Culture

Please Stop Screaming When You Sneeze

I would like to propose all loud sneezers wear badges on their shirts, or even brightly-coloured hats, as a signal of their complete lack of control.

sneezing and shouting

Welcome to Junkee’s most pure column: Heartfelt Rants About Extremely Petty Gripes, where very funny people get mildly peeved about something stupid, such as scream-sneezing.


Let the record state that I am a very tolerant person. The evidence for this is overwhelming* (* primarily me wanting to believe that I am a very tolerant person, and also I once let a colleague call me Diana for a year because I was too uncomfortable to correct them).

Like most people, I like to think I rarely let little things irritate me and rather embrace all of society’s wild and wacky differences. And yet.

There is one element of human behaviour that I not only cannot tolerate, but I believe should not be tolerated: the act of screaming when you sneeze.

We’ve all encountered the Scream Sneezers of the world; maybe you even are one (you foul beast). They cleverly hide in plain sight as normal people, lure you into a false sense of security and then BAM.

The Scream.

Now, these individuals are not always loud noise-makers in other aspects of their life — they do not turn on the kettle and bellow, or wave their arms and shriek when laughing. This peculiar quirk seems to only emit during a sneeze.

Cartoons traditionally depict the noise of a sneeze to be ‘achoo’ but what is actually far more common is an earth-shattering ‘AAAAHHHHHHHH!!!’.

Such extreme sounds should surely be reserved for experiences such as: spider leaping onto your face, falling down a mineshaft, being attacked by a cursed doll.

This Behaviour Is Not Okay. I Am Not Okay.

Firstly and most importantly: this is terrifying to passers-by.

Many horror movies utilise the element of surprise to shock audiences, and there is nothing more alarming than turning a corner and encountering a huge, ear-splitting sneeze blown directly into my face. Because sneezes can occur at any time and with no warning, every moment I’m forced to be outside is a horror film.

When will the next one strike? I can’t even tell who it will come from, because these people walk among us, like regular people. It is truly eerie.

Secondly, not only is it assumed that I accept this this atrocity as a totally standard human function, but I am expected to acknowledge this with a polite statement of ‘bless you’. It’s been said this phrase harks back to a time when sneezing was a symptom of serious ill health (for example, the Plague), and so people around you would say God Bless You.

But if we know anything from clickbait headlines — it’s 2019, people!

The time for Bless You has long gone, and I simply refuse to offer any good tidings onto people who insist on bellowing into the sky each time their nose tickles. These people deserve no blessings, and with every shriek I feel more passionately that a Plague 2.0 may not be such a bad thing.

Screaming Is A Choice

Now, look — I can already hear the defence of “but they can’t help it!” WELL GUESS WHAT?

I consulted with numerous medical experts (meaning I googled ‘what happens when we sneeze?’ and clicked the first link). It turns out that during this process, the throat actually seals shut. SHUT. Air is then released from the nose and mouth. AIR. There is absolutely no reason for the vocal cords to chime in.

Even the nerds at Live Science state there is a element of personal control when it comes to noisy snifflers.
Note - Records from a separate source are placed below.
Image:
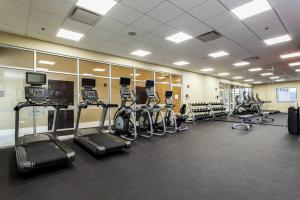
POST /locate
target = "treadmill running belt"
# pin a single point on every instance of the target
(106, 141)
(43, 153)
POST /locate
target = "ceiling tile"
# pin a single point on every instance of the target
(73, 25)
(142, 5)
(147, 23)
(165, 12)
(110, 24)
(164, 31)
(189, 25)
(34, 26)
(58, 7)
(221, 20)
(124, 14)
(125, 31)
(187, 4)
(100, 33)
(45, 17)
(259, 23)
(208, 9)
(12, 29)
(13, 21)
(12, 8)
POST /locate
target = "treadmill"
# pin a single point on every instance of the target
(96, 140)
(43, 149)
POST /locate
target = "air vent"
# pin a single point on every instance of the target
(84, 16)
(251, 58)
(206, 37)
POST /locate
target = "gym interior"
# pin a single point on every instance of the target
(149, 99)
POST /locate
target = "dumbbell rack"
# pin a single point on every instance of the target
(200, 111)
(218, 109)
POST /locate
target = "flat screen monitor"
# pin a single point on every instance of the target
(124, 81)
(35, 78)
(88, 82)
(149, 83)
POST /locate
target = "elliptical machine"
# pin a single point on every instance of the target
(158, 121)
(173, 122)
(125, 117)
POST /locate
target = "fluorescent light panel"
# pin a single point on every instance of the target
(239, 64)
(237, 77)
(46, 62)
(224, 74)
(255, 69)
(274, 77)
(70, 35)
(290, 55)
(267, 74)
(99, 70)
(218, 54)
(252, 8)
(179, 37)
(181, 63)
(140, 53)
(277, 40)
(97, 6)
(207, 69)
(294, 64)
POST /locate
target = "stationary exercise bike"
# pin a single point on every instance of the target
(157, 117)
(125, 116)
(173, 122)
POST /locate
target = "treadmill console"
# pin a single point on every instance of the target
(36, 93)
(89, 94)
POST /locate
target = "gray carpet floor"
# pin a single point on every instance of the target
(210, 162)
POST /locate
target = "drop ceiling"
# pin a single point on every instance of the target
(154, 20)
So for heaven’s sake, take a long hard look at yourself and work on your willpower. To avoid the shock I would like to propose all loud sneezers wear badges on their shirts, or even brightly-coloured hats, as a signal of their complete lack of control and general personal failings.

If you cannot be master of your own nose and throat passages then at least give me some warning of who you are so that I may cross the street and not live my life in constant fear.
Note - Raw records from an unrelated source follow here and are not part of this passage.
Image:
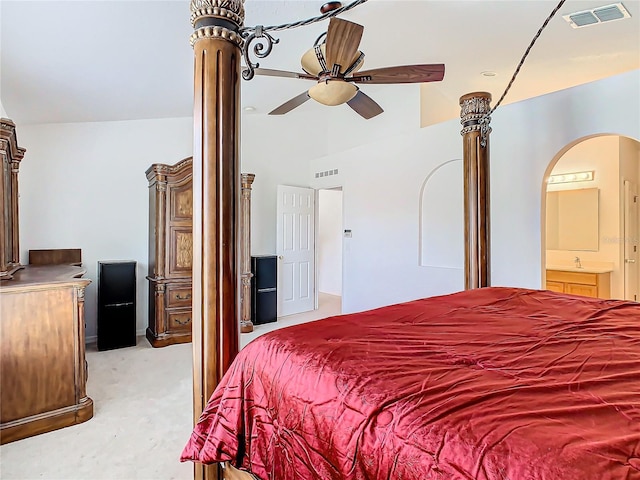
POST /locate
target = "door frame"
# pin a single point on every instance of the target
(316, 243)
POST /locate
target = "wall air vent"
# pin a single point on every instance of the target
(598, 15)
(327, 173)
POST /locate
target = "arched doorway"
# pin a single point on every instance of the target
(591, 218)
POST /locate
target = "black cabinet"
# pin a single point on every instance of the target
(264, 294)
(116, 304)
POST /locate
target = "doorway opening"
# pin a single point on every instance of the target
(329, 250)
(591, 219)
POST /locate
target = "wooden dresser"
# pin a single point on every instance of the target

Something I have noticed, though, is that there is a curious correlation with age with this phenomenon. In my experience, the younger a person is, the more like they are to emit the gentle ‘achoo’ and the older one is, the more likely they are to be shouting for several seconds, blowing their sneeze like a mini-tornado.

Is this behaviour then inevitable? Will this happen to me? Or does the ageing process simply mean you are alive to witness more atrocities and therefore have a lot of pent-up emotion inside?

After all this considered analysis, maybe we can conclude that it is simply a good excuse to let out a good scream. And you know what… I actually kind of admire that.